Treat when aphids are numerous, honeydew is present, and plants are showing signs of stress. Treatment with insecticides is sometimes recommended when populations exceed an average of 50 aphids per leaf and honeydew is accumulating, especially under conditions of drought stress. Parasites and predators usually keep aphids populations below treatment levels. Consider the possibility of a fungal epizootic (Neozygites fresnii) before treating. This may be recognized by a sudden crashing of populations in the same or nearby fields where insecticides were not applied.
|Insecticide (Trade Names) for APHIDS||Lb Active Ingredient per Acre||Amount Formulation per Acre||Performance Rating|
|acetamiprid (Intruder Max 70WSP, Strafer Max70WSP)*||0.026 - 0.048||0.6 - 1.1 oz||8|
|dicrotophos (Bidrin 8)*||0.25 - 0.5||4 - 8 oz||6|
|dimethoate 4*||0.125 - 0.5||4 - 16 oz||5|
|flonicamid (Carbine 50 WP)||0.044 - 0.089||1.4 - 2.8 oz||8|
|imidacloprid 2.0*||0.031 - 0.047||2 - 3 oz||4|
|imidacloprid 4.0 (Couraze Max)*||0.031 - 0.047||1 - 1.5 oz||4|
|imidacloprid 4.6 (Admire Pro)*||0.047 - 0.062||0.9 - 1.3 oz||4|
|sulfoxaflor (Transform 50WG)||0.023 - 0.031||0.75 - 1.0||8|
|thiamethoxam (Centric 40WG)*||0.031 - 0.05||1.25 - 2 oz||4|
* Because of resistance, these products give variable performance and may fail or only provide suppression, especially if the same class of insecticide was used previously.

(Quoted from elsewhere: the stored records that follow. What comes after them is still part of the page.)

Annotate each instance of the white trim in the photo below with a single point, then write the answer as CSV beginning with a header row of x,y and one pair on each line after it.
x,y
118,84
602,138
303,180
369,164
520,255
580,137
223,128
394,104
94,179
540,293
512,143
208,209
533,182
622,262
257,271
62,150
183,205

- In the Mid-South, cotton aphids have developed resistance to several classes of insecticides including pyrethroids, neonicotinoids, and several organophosphates (OP’s). Spray for aphids and other pests only as needed to help reduced selection for insecticide resistance.
- When possible and especially prior to bloom, avoid using insecticides that disrupt populations of natural enemies such as pyrethroid insecticides and acephate.